E. de Bruyne, G.B.J. Hiltermann en H.R. Hoetink (1947)

Gepubliceerd op 28-01-2023

KOGELLAGERS

betekenis & definitie

Draaiende delen van werktuigen, als assen, wielen, stangen, tandwielen en rondsels, worden in de constructies waarvan zij deel uitmaken ruimtelijk vastgelegd met behulp van lagers, die onderscheiden worden in glijdlagers en rollende lagers, naar gelang in het draaipunt de beweging van het draaiende deel ten opzichte van het stilstaande deel een glijdende of een rollende is.

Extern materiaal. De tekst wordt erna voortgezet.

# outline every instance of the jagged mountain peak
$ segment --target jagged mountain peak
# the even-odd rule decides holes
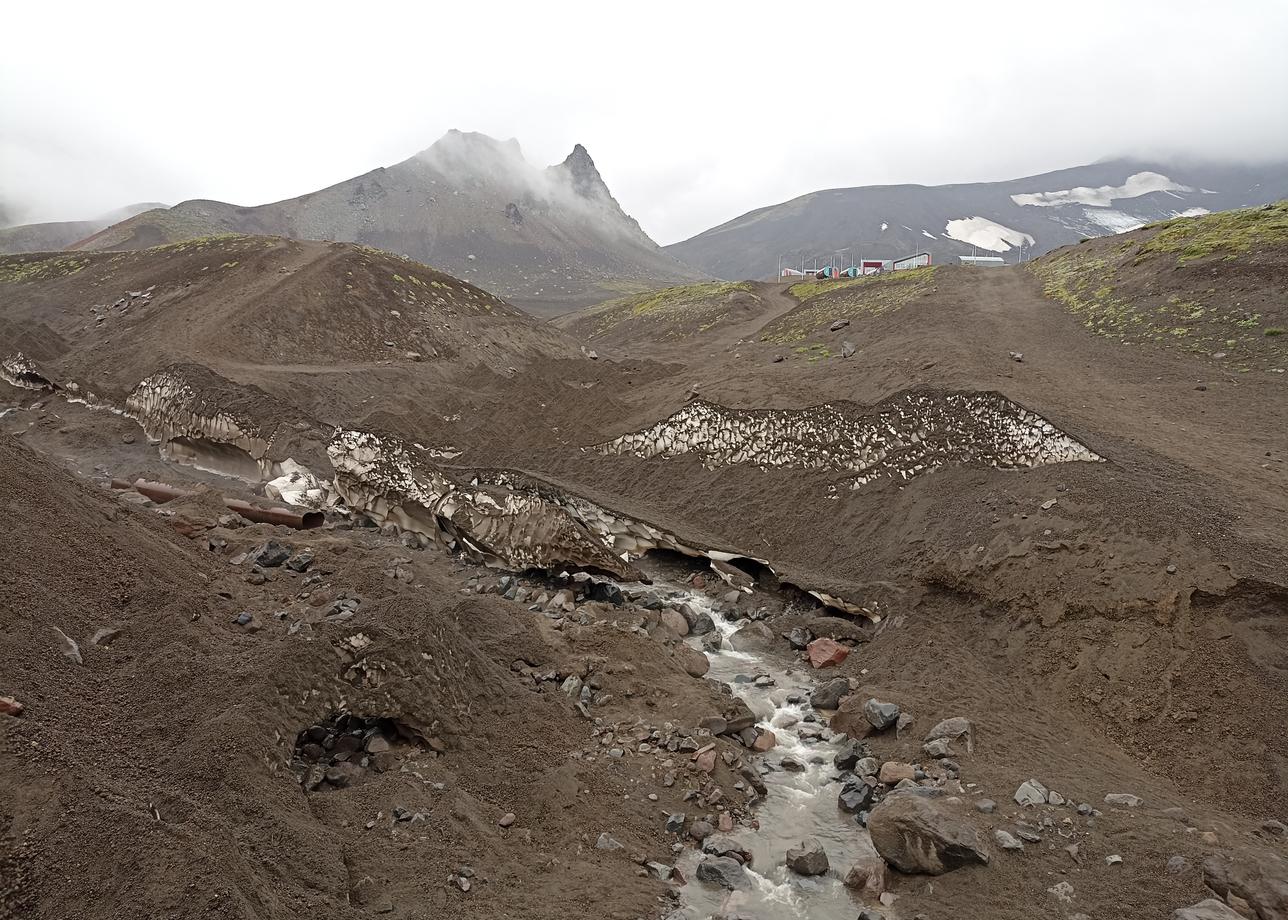
[[[599,168],[591,160],[590,152],[581,144],[574,144],[572,153],[564,157],[562,164],[551,166],[551,169],[564,173],[571,179],[573,191],[582,197],[612,198],[604,177],[599,174]]]

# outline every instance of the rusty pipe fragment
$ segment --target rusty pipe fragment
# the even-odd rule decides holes
[[[176,488],[164,482],[151,482],[149,479],[112,479],[112,488],[131,488],[139,495],[146,495],[158,505],[182,499],[187,495],[196,495],[192,490]],[[223,497],[224,506],[231,512],[237,512],[241,517],[256,524],[282,524],[294,527],[298,531],[309,531],[321,527],[325,518],[322,512],[292,512],[289,508],[260,508],[241,499]]]

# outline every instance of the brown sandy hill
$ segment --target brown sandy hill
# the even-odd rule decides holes
[[[577,347],[500,298],[349,244],[192,240],[135,253],[0,259],[8,341],[59,380],[128,392],[173,362],[357,372],[482,362],[505,370]]]
[[[627,917],[663,892],[594,845],[611,830],[666,858],[659,807],[631,772],[569,760],[590,723],[518,670],[598,667],[620,698],[688,688],[668,711],[696,720],[712,691],[661,644],[613,630],[573,644],[500,598],[461,598],[429,554],[399,563],[415,585],[386,579],[406,550],[370,532],[210,531],[313,553],[308,577],[265,568],[256,584],[202,531],[187,540],[9,438],[0,490],[0,696],[24,705],[0,714],[0,916]],[[352,620],[309,603],[336,593],[361,599]],[[629,673],[608,664],[627,657]],[[345,713],[390,750],[359,747],[344,785],[307,791],[292,756]],[[462,867],[468,893],[447,883]]]
[[[1220,290],[1226,273],[1239,285],[1239,296],[1269,300],[1279,283],[1273,268],[1260,276],[1240,274],[1243,268],[1234,260],[1212,259],[1206,273],[1186,274],[1175,254],[1159,258],[1164,256],[1176,268],[1176,283],[1185,283],[1181,296],[1198,296],[1200,283]],[[1273,265],[1273,256],[1264,241],[1257,242],[1243,264],[1270,259],[1266,264]],[[77,273],[84,271],[89,269]],[[1121,271],[1127,272],[1126,267]],[[39,292],[68,277],[73,276],[32,280],[24,289],[28,299],[22,316],[36,317],[32,305]],[[1041,845],[1030,845],[1021,856],[999,856],[980,870],[987,875],[949,874],[934,886],[898,877],[893,884],[900,911],[908,915],[1066,917],[1068,905],[1048,889],[1056,879],[1068,877],[1077,890],[1077,910],[1144,920],[1202,897],[1195,865],[1204,856],[1244,845],[1283,852],[1288,844],[1269,840],[1258,826],[1267,818],[1288,818],[1283,813],[1288,747],[1279,731],[1288,719],[1283,617],[1288,375],[1251,363],[1244,372],[1227,372],[1221,359],[1177,349],[1170,341],[1096,335],[1075,308],[1047,296],[1039,278],[1021,268],[945,267],[907,280],[800,289],[788,299],[784,314],[774,309],[746,326],[717,325],[714,335],[677,336],[657,350],[639,344],[643,335],[631,339],[627,334],[623,358],[613,357],[618,345],[609,343],[599,361],[535,349],[514,372],[483,361],[455,362],[444,374],[431,372],[429,362],[371,362],[361,372],[337,374],[303,363],[283,371],[278,363],[245,362],[228,376],[274,397],[289,394],[301,411],[343,420],[379,417],[392,432],[424,437],[435,446],[451,443],[462,451],[453,460],[461,472],[488,466],[526,472],[694,542],[739,548],[768,559],[796,584],[876,604],[884,613],[881,624],[844,624],[867,643],[854,649],[840,673],[862,687],[863,696],[889,696],[914,713],[914,729],[885,738],[881,755],[920,759],[925,728],[942,716],[967,715],[984,741],[963,762],[965,778],[981,783],[976,791],[1002,803],[999,810],[1015,810],[1009,796],[1030,776],[1046,777],[1052,787],[1070,790],[1096,807],[1104,805],[1106,792],[1145,799],[1132,812],[1105,807],[1106,814],[1095,817],[1104,836],[1077,861],[1064,850],[1064,838],[1043,831]],[[46,312],[57,305],[52,294],[40,303]],[[849,325],[832,331],[841,318]],[[64,326],[48,316],[44,321],[68,338]],[[480,317],[479,323],[484,322],[498,321]],[[687,329],[687,318],[679,322]],[[621,323],[623,330],[632,326],[634,320]],[[180,332],[167,335],[178,339]],[[846,341],[854,352],[841,357]],[[97,339],[71,341],[55,358],[58,366],[98,367],[98,358],[82,352],[82,345],[100,348]],[[648,358],[632,357],[632,350]],[[254,357],[263,361],[260,353]],[[148,363],[143,354],[129,356],[129,362],[130,374]],[[30,394],[27,401],[53,402]],[[980,402],[1010,407],[1011,414],[993,426],[1003,436],[1039,443],[1066,437],[1100,460],[1056,457],[1032,468],[1002,468],[979,450],[989,447],[988,441],[952,416]],[[715,421],[703,430],[703,419]],[[93,434],[99,424],[120,441],[120,420],[99,423],[55,412],[48,405],[23,407],[5,420],[22,432],[26,443],[81,459],[82,466],[93,463],[82,457],[93,456],[94,445],[84,430],[72,429]],[[648,450],[596,450],[645,432],[648,438],[632,443]],[[876,456],[872,463],[900,461],[896,474],[860,482],[872,466],[850,465],[858,463],[854,441]],[[144,445],[131,447],[135,456],[147,450],[155,457],[155,450]],[[17,461],[10,465],[27,478],[55,475]],[[40,492],[32,500],[50,499]],[[62,531],[37,533],[12,550],[21,562],[15,571],[43,571],[37,550],[30,546],[45,546],[46,537],[54,540]],[[77,553],[91,549],[72,546]],[[362,550],[350,549],[345,562],[358,567],[366,551],[366,544]],[[363,593],[384,597],[374,586],[383,580],[362,581],[367,576],[359,568],[334,567],[352,571],[346,577]],[[768,573],[760,575],[772,581]],[[431,590],[403,594],[397,603],[376,608],[377,622],[392,618],[398,638],[403,630],[415,634],[417,624],[437,624],[433,611],[447,603],[442,598],[455,597],[447,580],[430,581],[431,572],[425,577]],[[63,594],[97,598],[84,585],[57,586]],[[228,582],[213,581],[210,588],[242,598],[240,584],[232,590]],[[274,590],[272,599],[287,603],[290,594]],[[489,603],[462,598],[452,609],[471,629],[497,631],[505,651],[495,660],[513,660],[511,640],[549,638],[529,621],[516,620],[522,607],[501,613]],[[95,600],[95,606],[102,604]],[[276,607],[264,603],[264,609]],[[236,607],[228,613],[236,613]],[[802,603],[792,615],[797,620],[770,620],[769,640],[786,649],[781,637],[799,621],[817,620],[818,613]],[[437,658],[438,647],[429,653]],[[625,644],[604,653],[622,656],[618,661],[632,667],[647,661]],[[15,660],[32,655],[23,644]],[[415,657],[397,662],[410,671]],[[251,700],[261,698],[263,682],[270,680],[283,682],[282,700],[305,692],[305,679],[296,680],[289,662],[281,666],[276,658],[251,657],[245,666]],[[265,667],[276,667],[282,676],[261,674]],[[23,680],[37,688],[44,679],[23,673]],[[462,691],[466,695],[475,687],[470,680]],[[666,713],[672,702],[690,696],[692,688],[667,700],[648,700]],[[236,702],[214,698],[218,706]],[[407,698],[416,701],[394,693],[393,707],[381,702],[372,711],[394,716],[416,710]],[[630,704],[620,698],[620,705]],[[451,713],[450,705],[439,709]],[[314,709],[301,709],[289,719],[276,713],[255,709],[251,716],[285,725],[283,734],[289,724],[318,718]],[[510,718],[553,725],[549,734],[563,731],[564,715],[542,709],[511,711]],[[460,750],[469,750],[471,758],[464,768],[477,769],[480,783],[488,781],[496,762],[522,759],[527,751],[497,747],[502,742],[495,734],[487,734],[487,751],[477,751],[470,738],[491,728],[475,724],[459,731]],[[523,737],[531,741],[527,733]],[[547,737],[532,743],[544,741]],[[156,745],[158,756],[178,746],[151,736],[148,743]],[[213,742],[201,736],[197,743]],[[120,745],[129,750],[125,741]],[[486,762],[484,752],[496,756]],[[50,782],[71,769],[59,763]],[[241,781],[229,782],[236,790]],[[161,787],[173,782],[169,774],[157,780]],[[478,790],[470,786],[471,795],[496,804]],[[538,785],[529,795],[537,801],[547,792]],[[379,809],[375,801],[366,805],[366,814]],[[1163,812],[1173,805],[1188,817]],[[371,819],[357,809],[332,814],[343,814],[353,829]],[[560,830],[551,831],[551,847],[576,850],[573,838],[559,836],[571,831],[554,814],[551,809],[550,819]],[[632,825],[644,829],[638,836],[640,848],[649,841],[665,844],[659,808],[640,814],[641,823]],[[112,826],[112,821],[103,823]],[[483,836],[478,829],[477,838],[466,839]],[[245,838],[218,840],[210,858],[231,861],[229,853],[247,845]],[[1109,867],[1104,857],[1119,852],[1123,866]],[[389,877],[376,871],[384,849],[354,844],[344,853],[349,859],[372,861],[355,863],[355,875]],[[550,853],[545,848],[542,858]],[[1167,868],[1172,854],[1190,859],[1180,875]],[[431,870],[442,876],[447,861],[439,858]],[[313,862],[299,865],[292,881],[313,871]],[[326,875],[330,865],[318,874]],[[661,912],[649,901],[654,889],[643,886],[634,867],[622,872],[618,866],[617,872],[595,877],[585,868],[589,863],[578,863],[581,868],[569,874],[551,872],[553,865],[536,858],[520,862],[509,876],[516,881],[504,902],[474,905],[473,914],[461,915],[545,916],[560,896],[577,898],[564,914],[580,915],[601,890],[614,901],[596,905],[594,915]],[[242,871],[238,863],[211,872],[233,868]],[[388,871],[403,868],[399,863]],[[322,901],[300,903],[308,907]]]
[[[0,253],[55,253],[121,220],[156,207],[157,202],[128,205],[90,220],[50,220],[8,225],[0,214]]]
[[[344,240],[429,263],[536,313],[702,274],[625,214],[580,144],[529,165],[516,142],[450,131],[433,147],[309,195],[258,207],[185,201],[76,249],[139,249],[210,233]]]

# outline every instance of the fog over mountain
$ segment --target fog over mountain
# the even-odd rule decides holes
[[[735,15],[662,3],[648,17],[513,5],[482,48],[466,37],[474,10],[367,12],[389,26],[379,40],[327,4],[308,17],[240,3],[214,18],[149,3],[12,10],[10,35],[61,39],[0,55],[9,220],[279,201],[401,162],[451,128],[520,138],[533,162],[585,144],[663,244],[823,188],[1005,180],[1122,156],[1288,157],[1278,3],[1213,15],[1091,1],[1075,19],[1046,4],[927,3],[914,17],[878,4],[862,21],[814,3]],[[121,48],[134,49],[129,77]],[[255,67],[197,67],[228,49]],[[111,91],[89,91],[107,75]]]

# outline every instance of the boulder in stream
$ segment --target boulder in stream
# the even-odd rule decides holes
[[[773,647],[775,638],[774,630],[752,620],[729,637],[729,646],[735,652],[764,652]]]
[[[850,649],[835,639],[814,639],[806,647],[805,653],[814,669],[836,667],[849,657]]]
[[[787,850],[787,868],[797,875],[824,875],[828,870],[827,850],[814,838],[806,838]]]
[[[988,863],[975,829],[942,801],[891,795],[872,809],[868,830],[877,853],[909,875],[943,875],[970,863]]]
[[[726,890],[751,888],[751,879],[742,863],[730,856],[707,856],[698,863],[698,881],[719,885]]]
[[[858,892],[867,901],[876,901],[885,893],[885,859],[872,844],[872,834],[860,830],[857,839],[854,865],[845,874],[845,886]]]
[[[692,678],[701,678],[711,667],[711,662],[707,661],[707,656],[683,643],[675,647],[675,657],[680,662],[680,667],[684,669],[684,673]]]

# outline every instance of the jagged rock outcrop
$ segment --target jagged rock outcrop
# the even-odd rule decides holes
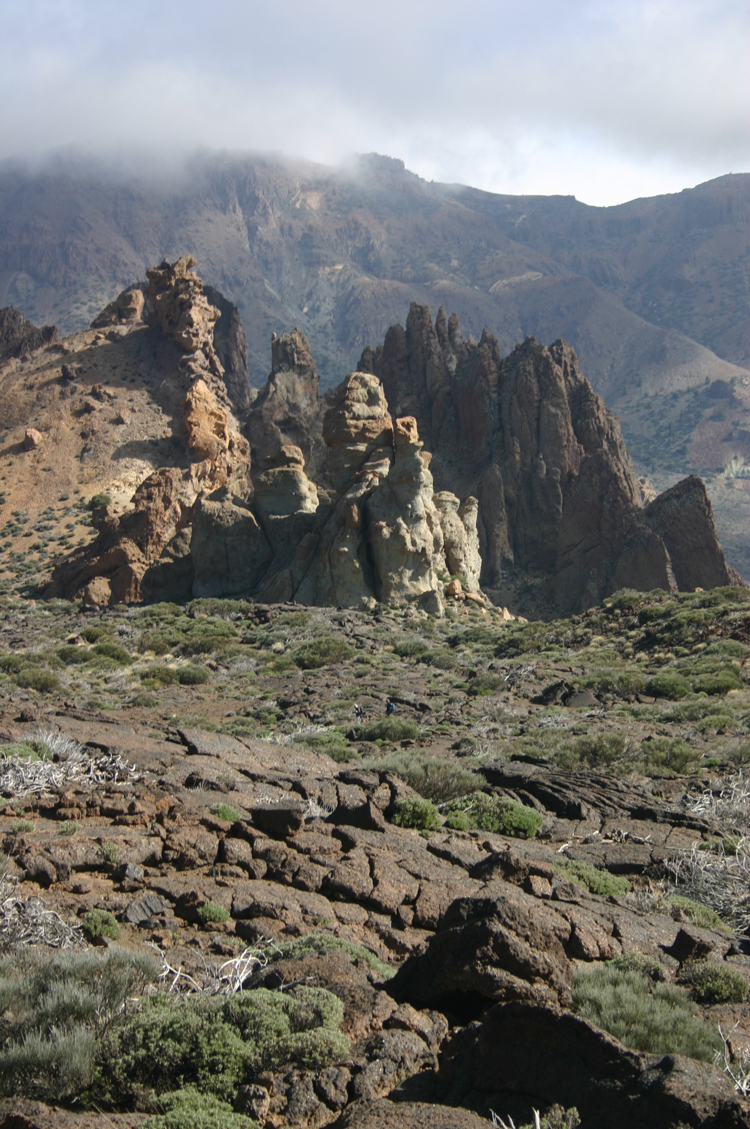
[[[40,330],[15,306],[0,309],[0,362],[11,357],[27,357],[36,349],[54,344],[56,340],[54,325],[43,325]]]
[[[271,371],[245,425],[253,463],[281,447],[298,447],[316,482],[325,473],[322,441],[325,401],[307,340],[299,330],[271,339]]]
[[[565,342],[529,338],[503,359],[490,334],[466,342],[455,316],[441,308],[433,325],[412,304],[405,330],[392,326],[360,368],[382,379],[398,414],[419,421],[441,492],[479,499],[483,584],[546,574],[569,613],[622,587],[736,583],[705,491],[681,485],[644,510],[619,423]]]
[[[212,344],[219,316],[185,256],[148,272],[149,283],[123,291],[95,324],[137,324],[148,320],[178,347],[181,435],[184,465],[162,467],[141,482],[131,508],[119,516],[101,507],[93,514],[98,537],[60,564],[46,595],[81,597],[91,604],[180,598],[190,594],[194,569],[190,539],[199,498],[229,488],[248,492],[250,449],[237,429]]]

Rollende lagers bestaan uit twee ringen, waarvan de ene op de as, de andere in het huis wordt gemonteerd; tussen deze beide ringen loopt, in daarvoor op de ringen aangebrachte groeven, een aantal rollichamen, die door een kooi, op gelijke afstanden van elkaar, bijeen worden gehouden. De rollichamen kunnen de vorm hebben van kogels, cylinders, kegels, tonnen en naalden. In het Nederlands spraakgebruik heeft het woord kogellager ingang gevonden.

Het beginsel, dat aan de rollende ondersteuning van draaiende delen ten grondslag ligt, vindt men reeds toegepast in de rolringen der Hollandse windmolens. Dergelijke rollenranden, uit staal gevormd, zijn in de brugbouw en in de kraanbouw toegepast.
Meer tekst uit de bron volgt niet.